私も職業柄、わんちゃんやねこちゃん関係のTV番組が流れているとついついチェックしてしまうのですが、海外のドキュメンタリーを紹介するようなバラエティーで見た記憶があります。
それって本当?
さて、それが本当かどうかということなのですが、結論から言うと本当です。
その病気とはカプノサイトファーガ感染症といいます。
わんちゃんやねこちゃんの口の中にいるカプノサイトファーガという細菌が、噛まれることや唾液を介して傷口から入ってくることで感染する病気です。

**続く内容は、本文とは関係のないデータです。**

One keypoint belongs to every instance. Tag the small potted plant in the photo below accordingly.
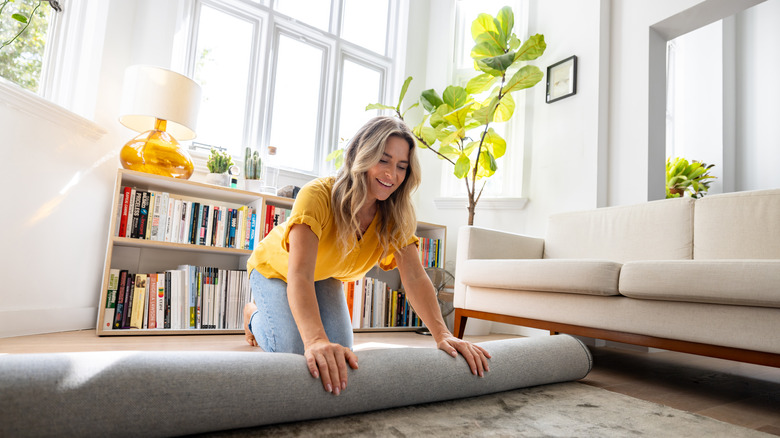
(683, 176)
(218, 164)
(252, 170)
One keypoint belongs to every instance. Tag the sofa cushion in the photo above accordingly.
(741, 225)
(657, 230)
(734, 282)
(589, 277)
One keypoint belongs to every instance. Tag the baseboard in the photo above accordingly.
(37, 321)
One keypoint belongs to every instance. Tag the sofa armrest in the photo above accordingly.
(484, 243)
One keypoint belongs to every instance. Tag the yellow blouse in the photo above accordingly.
(313, 208)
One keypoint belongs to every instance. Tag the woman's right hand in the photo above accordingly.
(328, 361)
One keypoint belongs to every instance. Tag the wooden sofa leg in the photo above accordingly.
(460, 324)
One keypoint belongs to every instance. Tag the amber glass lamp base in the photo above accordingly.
(159, 153)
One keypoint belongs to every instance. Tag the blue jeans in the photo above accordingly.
(273, 325)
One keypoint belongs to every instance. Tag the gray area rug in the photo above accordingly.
(559, 410)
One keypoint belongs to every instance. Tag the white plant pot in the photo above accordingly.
(252, 185)
(218, 179)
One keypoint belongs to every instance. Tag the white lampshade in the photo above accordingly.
(151, 93)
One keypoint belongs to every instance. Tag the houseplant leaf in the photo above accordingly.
(480, 83)
(494, 143)
(484, 114)
(430, 100)
(449, 152)
(506, 107)
(404, 87)
(486, 50)
(462, 166)
(487, 164)
(505, 21)
(455, 96)
(458, 117)
(526, 77)
(496, 65)
(532, 48)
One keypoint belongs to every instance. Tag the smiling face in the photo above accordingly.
(388, 174)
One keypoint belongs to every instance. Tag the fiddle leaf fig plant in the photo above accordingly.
(252, 164)
(683, 176)
(456, 125)
(219, 162)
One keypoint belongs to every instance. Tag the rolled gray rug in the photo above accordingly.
(177, 393)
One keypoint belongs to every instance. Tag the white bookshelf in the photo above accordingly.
(148, 256)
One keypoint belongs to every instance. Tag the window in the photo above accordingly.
(294, 74)
(222, 64)
(506, 181)
(23, 39)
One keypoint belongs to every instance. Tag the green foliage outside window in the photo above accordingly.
(23, 30)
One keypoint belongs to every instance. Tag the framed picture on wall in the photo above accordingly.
(562, 79)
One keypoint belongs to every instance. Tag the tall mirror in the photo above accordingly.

この病気の特徴が、急速に深刻な敗血症に進行することです。
つまり、噛まれたり、傷口から細菌が侵入した後、24時間以内に急速に悪化することのある感染症で、約25~30%が死亡すると言われています。
ただし、知っていてほしいのが日本のある調査で、国内の犬の74%、猫の57%の唾液中にこの細菌のDNAが検出されたというデータがあるにもかかわらず、国内で実際に発症している件数はさほど多くありません。

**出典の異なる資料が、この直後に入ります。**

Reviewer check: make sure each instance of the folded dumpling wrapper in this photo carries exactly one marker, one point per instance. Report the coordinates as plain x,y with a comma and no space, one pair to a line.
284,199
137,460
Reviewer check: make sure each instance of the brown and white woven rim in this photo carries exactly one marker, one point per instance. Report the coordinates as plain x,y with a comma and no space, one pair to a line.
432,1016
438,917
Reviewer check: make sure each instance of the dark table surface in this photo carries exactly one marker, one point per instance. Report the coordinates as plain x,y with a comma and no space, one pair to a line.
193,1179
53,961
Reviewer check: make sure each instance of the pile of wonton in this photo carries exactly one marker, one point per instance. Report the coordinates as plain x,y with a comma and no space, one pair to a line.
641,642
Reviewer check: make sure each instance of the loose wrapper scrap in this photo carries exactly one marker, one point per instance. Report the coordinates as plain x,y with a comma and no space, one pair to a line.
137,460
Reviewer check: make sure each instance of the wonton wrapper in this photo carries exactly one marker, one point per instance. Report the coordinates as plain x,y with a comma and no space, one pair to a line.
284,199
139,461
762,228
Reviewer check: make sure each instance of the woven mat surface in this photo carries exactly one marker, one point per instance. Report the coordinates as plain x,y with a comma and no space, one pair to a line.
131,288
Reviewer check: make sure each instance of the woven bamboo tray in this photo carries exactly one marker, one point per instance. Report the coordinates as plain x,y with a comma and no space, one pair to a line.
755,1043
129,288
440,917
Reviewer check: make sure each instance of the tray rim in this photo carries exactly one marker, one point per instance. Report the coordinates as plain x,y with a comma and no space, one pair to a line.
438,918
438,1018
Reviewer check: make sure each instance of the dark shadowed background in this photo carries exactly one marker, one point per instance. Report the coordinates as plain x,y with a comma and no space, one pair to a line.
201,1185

私たち動物病院関係者を含め、日常的に動物に噛まれる可能性のある人がいても実際に感染が成立するケースは少ない、つまりしっかりした免疫があって、適切な管理(すぐに洗浄して傷のケアをすること)をすればほとんどの場合は問題ないということです。
ただし、気をつけなければいけない人もいます。
獣医さん的に気をつけるべきシュチエーションとは?
一番気をつけないといけないのは、免疫力が低下している人です。
特に、糖尿病を持病として持っている人、抗がん剤で治療中の人、ステロイドや免疫抑制剤を使用している人です。
あとは、脾臓(免疫に関連している臓器)を摘出した人は通常の死亡率が約25~30%のところが50~70%に達するという報告もあるくらい免疫力、つまり抵抗力が重要な要素なのです。
免疫力の弱い赤ちゃんや高齢者はもちろん、健康な人でも他の病気になったときなど明らかに身体が弱っているというときは、いつもそばにいるわんちゃんやねこちゃんが感染源になってしまう可能性があることを心のどこかに留めておいていただければと思います。
最後に
わんちゃん、ねこちゃんも家族の一人という気持ちでいてほしいというのが獣医さんとしてよく思いますが、同時に人間とは違う生き物であるということも忘れないようにしてほしいなとも思っています。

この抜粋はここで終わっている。